I totally agree. I miss the times of the Velvet Revolution at Czechoslovakia... A non-violent revolution, with only a few people hurt by riot police, it was one of the most important revolutions at the end of the 80's. The Communist Party simply stood back, and left. They relinquished power and dismantled the single-party state.
The US action in invading a sovereign nation that posed no threat to the security of the country sort of reduces any moral authority the US might have had in this situation. The simple fact is that the US could do absolutely nothing about Russia's invasion of Georgia. That's probably why the current occupant didn't cut short his trip to the Olympics. And the Russians knew full well. They recognized all the US protests as exactly what they were: impotent blather.

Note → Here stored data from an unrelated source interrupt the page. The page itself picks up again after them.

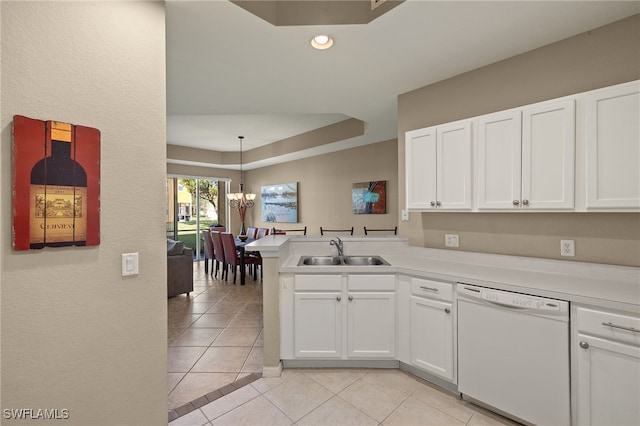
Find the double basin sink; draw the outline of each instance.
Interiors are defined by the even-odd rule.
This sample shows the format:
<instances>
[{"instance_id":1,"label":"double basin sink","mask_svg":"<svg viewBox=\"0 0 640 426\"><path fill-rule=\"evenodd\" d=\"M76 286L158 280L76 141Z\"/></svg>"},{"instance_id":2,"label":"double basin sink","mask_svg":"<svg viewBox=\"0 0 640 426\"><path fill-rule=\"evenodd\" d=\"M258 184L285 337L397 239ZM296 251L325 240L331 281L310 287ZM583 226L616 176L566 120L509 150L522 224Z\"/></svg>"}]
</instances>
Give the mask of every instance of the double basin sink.
<instances>
[{"instance_id":1,"label":"double basin sink","mask_svg":"<svg viewBox=\"0 0 640 426\"><path fill-rule=\"evenodd\" d=\"M302 256L298 266L376 266L389 265L380 256Z\"/></svg>"}]
</instances>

Bob O'H- I understand the arguments for allowing Georgia into NATO, but I think they are woefully inadequate in the face of logic not to do so. While there are many, it is worth noting that by treaty, had Georgia joined NATO, right now we would be at war with Russia. So I ask you, do you want to go to war with Russia over Georgia? The U.S., indeed, most of the world has NOTHING to gain from such a war and everything to lose.
Surrounding Russia with NATO pact countries is simply asking for disaster.

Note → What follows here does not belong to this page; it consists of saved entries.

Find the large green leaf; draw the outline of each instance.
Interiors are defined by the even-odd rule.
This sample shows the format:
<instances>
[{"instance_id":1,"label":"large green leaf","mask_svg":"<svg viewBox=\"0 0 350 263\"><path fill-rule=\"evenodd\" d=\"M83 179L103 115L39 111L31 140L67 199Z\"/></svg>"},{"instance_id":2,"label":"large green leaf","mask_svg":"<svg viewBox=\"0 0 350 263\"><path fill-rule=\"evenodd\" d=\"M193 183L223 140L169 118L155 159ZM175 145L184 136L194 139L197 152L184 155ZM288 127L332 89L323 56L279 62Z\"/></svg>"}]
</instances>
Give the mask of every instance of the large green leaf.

Russia invaded another country?!
Impossible.
Everyone knows that Saint Ronald of Reagan, the patron of neocons, made Russia out good friend that would never be a threat again. At least that's the neocons have been saying for the past 20 years.
The analogy to the invasion of Czechoslovakia is just pathology from the girl whose dissertation topic was Czechoslovakia, and this will serve only to propagate more confusion over the issue in the news. A Kosovo analogy would have been more appropriate, but in her mind, independence of Kosovo is defensible while independence of South Ossetia is not.
this scenario reminds me of a bunch of bratty kids fighting in the backseat of the car on a long trip. basically, they all should be dumped out of the car and forced to walk home.
No, this metaphor is not better that Rice's analogy in terms of clarifying who was the aggressor. In this case, the aid of a front-seater, perhaps even the driver, was requested by a back-seat passenger in the event that Georgia should ever cross the boundary between the back-seats. It was Georgia who crossed the line this time.
So, Russia, if the US jumped off a bridge, would you do it too?
No we (or rather you) wouldn't. Because Russia wouldn't have invaded Georgia. They don't want a war with NATO either - Putin isn't that stupid.
Over the last few years Russia has really started to flex its muscles again. At the risk of Godwinning the discussion, I think there are parallels with Germany's foreign relationships between the wars: strong action now will discourage Russia from going too far later.
There does seem to be some positive action on this front. Russia has bounced the US into giving Poland more support.